W poniedziałek (4 października) przed Jednostką Ratowniczo-Gaśniczą nr 5 w Gdańsku Oliwie rozegrała się dramatycznie wyglądająca scena. Do strażaków wołając o pomoc, podbiegła roztrzęsiona kobieta z krztuszącym się niemowlęciem.
"Na szczęście dzięki trafnej decyzji rodziców dziecka, którzy szukając pomocy natychmiast udali się na teren pobliskiej JRG 5 oraz właściwej reakcji strażaków, historia zakończyła się dobrze"
- szczęśliwie podsumowują strażacy.
Mł. ogn. Mariusz Marciniak wykorzystał umiejętności kwalifikowanej pierwszej pomocy. Zakrztuszone niemowlę położył brzuszkiem na swoim przedramieniu, pochylając lekko główką ku dołowi, po czym z wyczuciem, ale stanowczo klepał nasadą dłoni w okolice pomiędzy łopatkami.
Udało się przywrócić maluchowi prawidłowy oddech.
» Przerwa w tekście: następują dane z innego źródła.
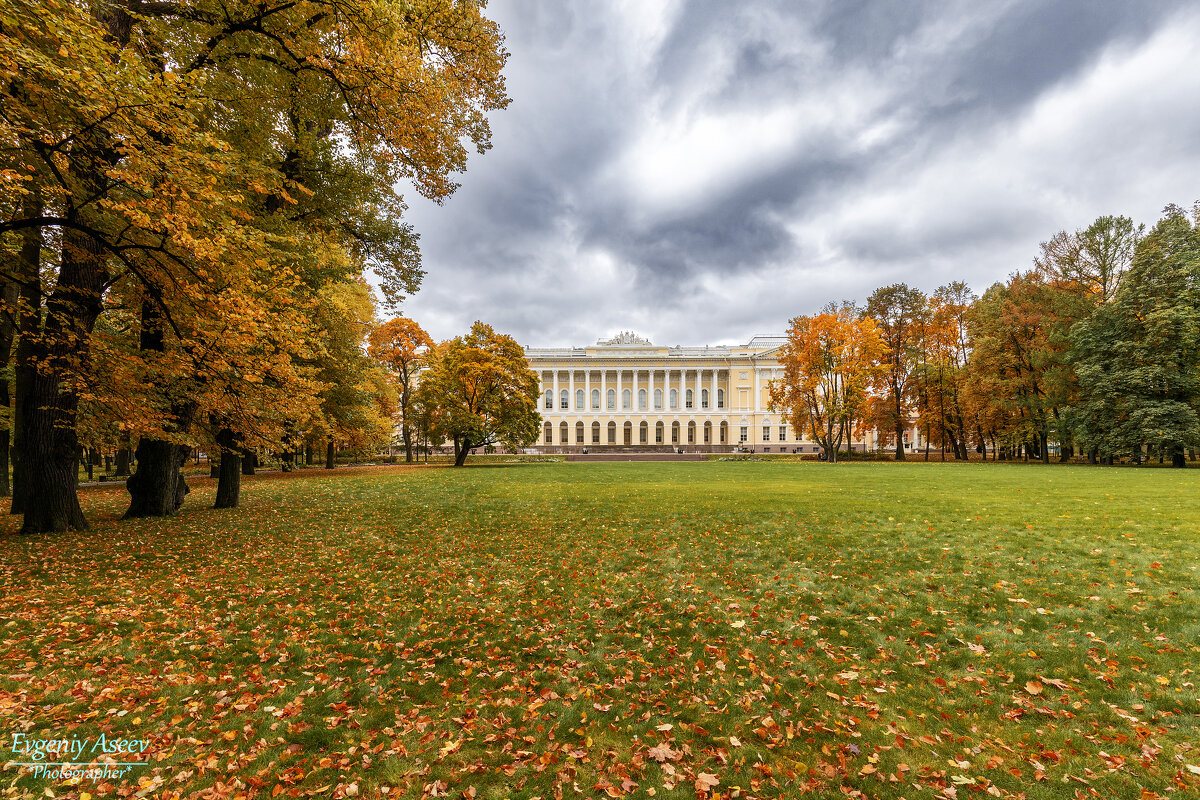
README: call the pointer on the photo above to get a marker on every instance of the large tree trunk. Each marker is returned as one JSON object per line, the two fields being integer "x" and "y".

Następnie dziecko zostało przekazane ratownikom medycznym ze stacjonującej na terenie jednostki karetki pogotowia, którzy zdecydowali o przetransportowaniu niemowlaka do szpitala.
"Poniedziałkowa historia zakończyła się szczęśliwie. Wpływ na to miała zimna krew strażaków i ich znajomość zasad kwalifikowanej pierwszej pomocy" - podsumowują strażacy.
Mały Staś czuje się dobrze. W czwartek (7 października) odwiedził z rodzicami strażaków.